Несмотря на ответ Эванджелины, он был уверен, что в событиях этой ночи есть какое-то волшебство. Если Эванджелина не наложила на него заклинание, тогда единственным объяснением, которое он мог придумать, было то, что ее кровь усиливала его влечение к ней.
— Сейчас мы станем свидетелями союза короля Лахлана и Эванджелины, — объявил Бродерик собравшейся публике.
Услышав недовольные замечания среди своих людей, Лахлан обвел толпу взглядом, заставившим всех замолчать, а затем снова посмотрел на Эванджелину. Она стояла, высоко подняв голову и выпрямив спину, но ее вызывающая поза не могла обмануть Лахлана, он видел глубже. Намерение держаться на расстоянии от Эванджелины отступило перед желанием успокоить ее — и Лахлан взял ее изящную руку в свою.

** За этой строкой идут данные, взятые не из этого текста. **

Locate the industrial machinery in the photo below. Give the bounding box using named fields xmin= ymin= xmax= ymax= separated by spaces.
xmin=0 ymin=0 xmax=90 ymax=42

Когда Бродерик спросил, знает ли кто-нибудь о каких-то причинах, по которым этот союз не может быть заключен, Лахлан вряд ли заметил секундное замешательство Эванджелины, потому что в этот момент ему на ум пришло несколько просто великолепных причин.
Но, понимая, что уже слишком поздно отступать, он сказал «нет» одновременно с Эванджелиной.
Следующие клятвы Лахлан повторил без особого труда: он будет с готовностью защищать ее, следить, чтобы ей не причинили вреда, хранить верность только ей — что ж, возможно, на этом обещании он слегка запнулся, но не потому, что хотел видеть у себя в постели другую, а просто он подумал, что оно поможет убедить Эванджелину занять там место.
Поглощенный своими размышлениями, Лахлан пропустил пункт, который Бродерик зачитал Эванджелине, но, судя по мрачному выражению ее красивого лица, он не сомневался, что знает этот пункт, и ухмыльнулся.
— Он не имеет права на это.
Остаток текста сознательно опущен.